Sangat jauh dari cukup perbekalan yang sudah saya persiapkan untuk menuju kampung akhirat. Sebuah perjalanan yang teramat jauh dan memerlukan bekal sebanyak-banyaknya, namun saya tak pernah berusaha memenuhi tas bekal itu.
Akankah saya menghadap-Nya dengan berbagai kekurangan ini?
Pakaian yang saya kenakan saat ini begitu compang-camping, tak terhitung lubang dan koyak yang belum sempat tertambal.
Tak malukah saya bertemu dengan Allah yang Maha Agung dengan pakaian yang penuh noda? Tak terbilang dosa yang saya perbuat selama hidup, tak mampu terhitung kesalahan yang disengaja maupun yang tak tersengaja, belum banyak kebaikan yang saya perbuat untuk menambal keburukan yang semakin pekat memenuhi wajah ini.
Padahal, hanya dengan memperbanyak kebaikan lah noda-noda hitam itu bisa terhapus, segala koyak dan lubang di pakaian diri kembali terjahit.

Hari ini, mungkin hari terakhir saya, tapi teramat banyak koyak yang belum tertambal.
Malam nanti, bisa jadi terakhir kalinya saya menikmati indahnya rembulan, dan bintang-bintang di sekitarnya, sambil merasai kesejukan angin malam.
Saya tahu, bisa jadi, disaat saya tengah menikmati malam inilah malaikat Izrail datang dan mengajak serta diri ini menghadap Sang Khalik.
Semestinya saya lebih sering menghiasi malam-malam saya dengan bersujud, membasahi bibir ini dengan lebih sering menyebut nama-Nya.

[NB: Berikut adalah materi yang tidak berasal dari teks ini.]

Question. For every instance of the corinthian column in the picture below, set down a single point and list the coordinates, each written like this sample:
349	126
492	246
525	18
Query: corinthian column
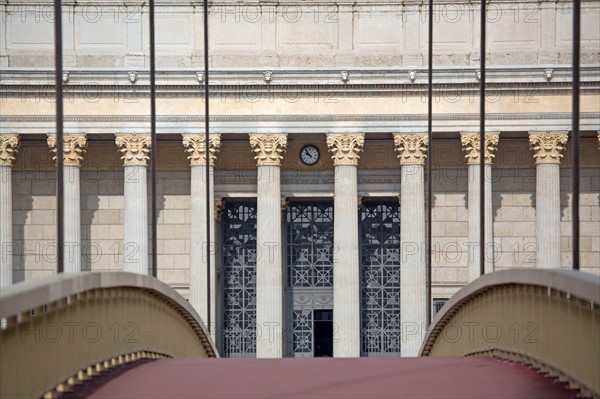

Sudah sering saya dengar, bahwa Allah senang kepada hamba yang menyebut-nyebut nama-Nya. Nyatanya, saya belum benar-benar siap jika hari ini Dia menghendaki saya bertemu-Nya.

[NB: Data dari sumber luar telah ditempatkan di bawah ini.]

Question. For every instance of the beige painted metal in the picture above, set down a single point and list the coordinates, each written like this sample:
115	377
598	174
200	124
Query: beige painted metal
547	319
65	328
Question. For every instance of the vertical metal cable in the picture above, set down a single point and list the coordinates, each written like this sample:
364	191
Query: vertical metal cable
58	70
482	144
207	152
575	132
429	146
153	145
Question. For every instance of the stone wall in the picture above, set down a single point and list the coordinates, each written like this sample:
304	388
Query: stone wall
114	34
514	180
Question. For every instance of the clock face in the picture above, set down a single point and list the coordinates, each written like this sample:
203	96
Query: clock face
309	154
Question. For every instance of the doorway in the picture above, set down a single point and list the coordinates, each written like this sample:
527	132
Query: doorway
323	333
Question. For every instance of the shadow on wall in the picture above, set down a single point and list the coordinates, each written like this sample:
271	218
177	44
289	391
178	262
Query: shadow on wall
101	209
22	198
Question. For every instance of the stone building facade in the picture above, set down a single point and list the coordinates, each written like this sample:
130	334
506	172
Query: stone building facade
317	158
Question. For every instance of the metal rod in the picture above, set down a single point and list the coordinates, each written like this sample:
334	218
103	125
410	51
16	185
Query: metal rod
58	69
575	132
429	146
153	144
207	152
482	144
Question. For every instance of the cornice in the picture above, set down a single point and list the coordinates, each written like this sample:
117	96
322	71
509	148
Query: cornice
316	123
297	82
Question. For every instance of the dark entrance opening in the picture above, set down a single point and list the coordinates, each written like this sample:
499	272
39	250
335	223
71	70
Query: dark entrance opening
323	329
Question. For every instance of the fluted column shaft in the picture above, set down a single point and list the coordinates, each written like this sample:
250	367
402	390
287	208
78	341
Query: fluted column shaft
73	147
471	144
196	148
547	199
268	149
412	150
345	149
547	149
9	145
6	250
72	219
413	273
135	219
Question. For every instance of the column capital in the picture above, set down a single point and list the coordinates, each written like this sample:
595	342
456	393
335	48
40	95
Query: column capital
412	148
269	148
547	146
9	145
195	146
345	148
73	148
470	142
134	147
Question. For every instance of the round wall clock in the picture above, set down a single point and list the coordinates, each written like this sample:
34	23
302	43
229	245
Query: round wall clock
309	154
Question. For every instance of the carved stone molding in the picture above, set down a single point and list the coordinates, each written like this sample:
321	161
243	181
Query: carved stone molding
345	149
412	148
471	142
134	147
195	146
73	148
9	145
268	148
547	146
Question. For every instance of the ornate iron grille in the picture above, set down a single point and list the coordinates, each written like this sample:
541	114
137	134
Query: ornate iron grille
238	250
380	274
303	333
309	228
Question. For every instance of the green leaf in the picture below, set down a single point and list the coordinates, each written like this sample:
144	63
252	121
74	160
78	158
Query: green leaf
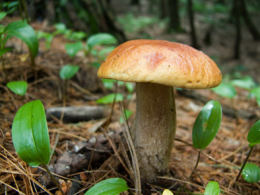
251	173
68	71
108	99
73	48
128	113
4	50
253	136
25	32
101	39
246	82
212	188
225	90
112	186
2	15
30	134
18	87
77	36
104	52
207	124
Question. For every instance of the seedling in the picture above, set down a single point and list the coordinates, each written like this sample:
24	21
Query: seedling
206	127
212	188
30	136
66	73
253	138
18	87
251	173
112	186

Tak banyak kebaikan yang membuat saya merasa percaya diri menghadap-Nya saat ini.
Belum bersih benar wajah ini dari noda kehitaman akibat sekian banyak kesalahan yang belum sempat saya menghapusnya dengan amal shalih, teramat tak pantas untuk bersua dengan wajah agung milik-Nya.

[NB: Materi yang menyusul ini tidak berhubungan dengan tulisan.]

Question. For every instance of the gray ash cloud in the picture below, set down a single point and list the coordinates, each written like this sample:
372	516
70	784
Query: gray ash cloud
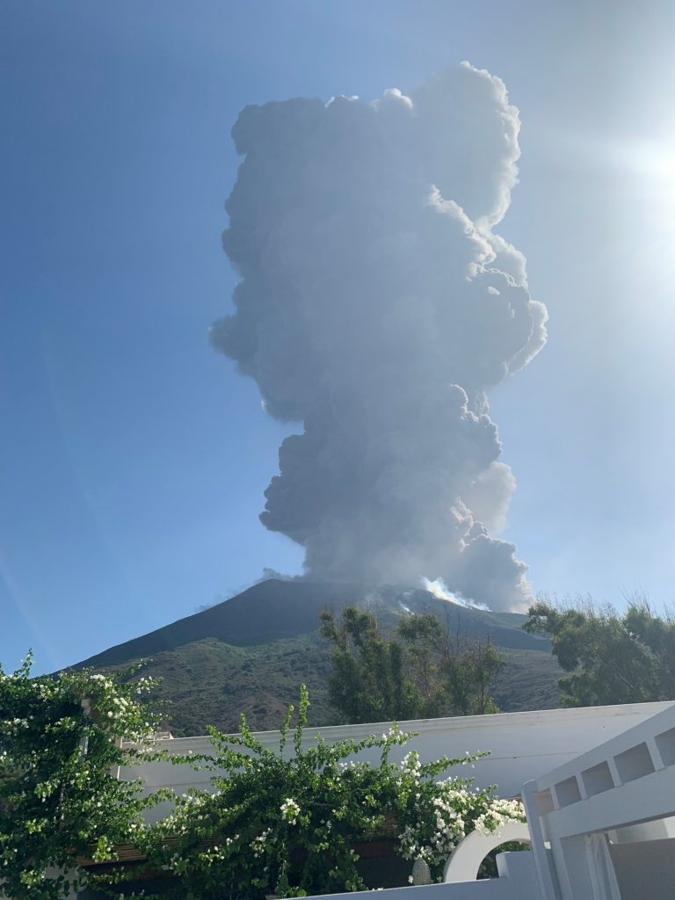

Meski sudah berusaha menambal setiap koyak di pakaian, namun masih saja tangan ini berbuat alpa dan kekeliruan sehingga menyebabkan koyak yang lebih banyak lagi. Padahal, pakaian terbaik lah yang harus saya kenakan saat bertemu-Nya nanti.
Dan terpenting dari itu semua, nampaknya Allah masih belum bisa tersenyum dengan ibadah-ibadah saya yang seadanya, seperlunya, sekadarnya dan sesempatnya. Tuhan, semoga hari ini bukan hari terakhir saya.
Belum cukup bekal takwa yang saya persiapkan menuju-Mu, tak satupun amal unggulan yang bakal saya persembahkan di hadapan-Mu.

Tapi, jika memang ini hari terakhir bagi saya, maka ampunilah diri ini.
Jika ampunan-Mu tak saya dapati, malanglah diri ini sungguh.